Once again, we're all watching protests on TV from Minnesota, where another Black person has been killed by a police officer in a way that seems utterly incomprehensible to any reasonable person. Of course part of our problem is the rarity of reasonable persons in America; I suspect our population is down to the double digits by now. But once again, we're embroiled in conflicted emotions and open conflicts regarding policing in our increasingly diverse nation.

I've had some interesting experiences with police in the course of my life as a social and political outlier (as you might expect).

There was a time in my life when I (and my friends) assumed a rather colorful self-expression--letting the Pagan hippie vibe hang out, and to make it worse, I drove a series of battered Volkswagen Beetles. There was one memorable occasion when I was driving down Rte 128 at 50 mph (as I said, it was a VW Bug) and a car full of teenagers drew up beside me in the next lane, pacing me. The young person in the passenger's seat lowered his window (my window was open because it was summer and, VW Bug--I was lucky if they had heaters). The young person yelled over at me:

"Do you have any rolling papers?"

It was like the stoner version of the Grey Poupon commercials. Regretfully, I had to disappoint him--and that wasn't because I didn't smoke weed.
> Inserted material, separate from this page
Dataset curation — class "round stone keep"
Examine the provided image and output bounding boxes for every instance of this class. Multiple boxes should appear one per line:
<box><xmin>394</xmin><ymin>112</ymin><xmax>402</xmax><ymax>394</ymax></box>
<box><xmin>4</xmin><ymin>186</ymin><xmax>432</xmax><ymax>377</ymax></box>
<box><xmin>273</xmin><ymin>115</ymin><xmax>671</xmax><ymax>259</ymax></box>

I just didn't have any right then.

But maybe it was the general vibe that the young people picked up on that led to my being pulled over by the cops on a fairly regular basis. I'd be going someplace, obeying the speed limit, minding my own business, and...flashing blue lights. I'd pull over, the cop would ask for my license and registration, he'd ask where I'd been and where I was going, and then--"okay, you can go." I was never cited. I was never told I'd been doing anything wrong. And this happened all the time.

The VWs all went to car heaven, my style changed from hippie to Goth and later to funky artist, and I no longer attracted so many blue lights. But when I hear stories from Black Americans about being pulled over for no reason by the cops, I can relate--at least sort of. I didn't really worry about being shot, not the way Black people do. But I did think about it. I was acutely aware that the officer behind me was armed. And I still get tense when I see a police cruiser, to this day.

It's impossible to look honestly and objectively at the current events in this country and not conclude that our approach toward policing and law enforcement needs a serious change. Whatever faults our police have, they don't exist in a vacuum. They reflect the major shortcomings in our nation and our society as a whole. We can't simply yell "defund the police" as though that will solve the problem--or any of the problems. It won't, and it only increases the tension and mistrust between the police and the citizens they are sworn to serve.

It's interesting to note that the people who claim most passionately to support the police are the very same people who proclaim their "2nd Amendment rights" and go into near-hysterics at the slightest hint of gun regulations. If you ask them why guns are important to them, they'll say they need guns for "self-defense."

But aren't the police supposed to defend us? If you say you need guns to defend yourself against criminals, aren't you flat-out saying that you don't trust the police to help you?

One reason the police have such a dangerous job, and want to be so heavily armed themselves, is because the American citizenry is so heavily armed. The best way to make every police officer safer (and less scared) is to enact really rigorous gun control. But the very same people who wave "blue line" flags also wave "come and take it" gun rights banners.

Here's the bottom line. If you support the police, support gun control. That's it. Period. Every cease-fire has to start with somebody. It takes a real exercise in trust to put down your weapon. But we've got to do it.

Our social problems can't be isolated and fixed one at a time. Violence, racism, authoritarianism, delusional thinking, they're all a knotted tangle, but they have one root: fear. Fear is the great enemy. All our sins grow from the seeds of that bitter fruit. That's what we need to solve.

Defund the police? No. But put down our weapons, all of us, police included? Yes. It's time for the Pax Americana to come home.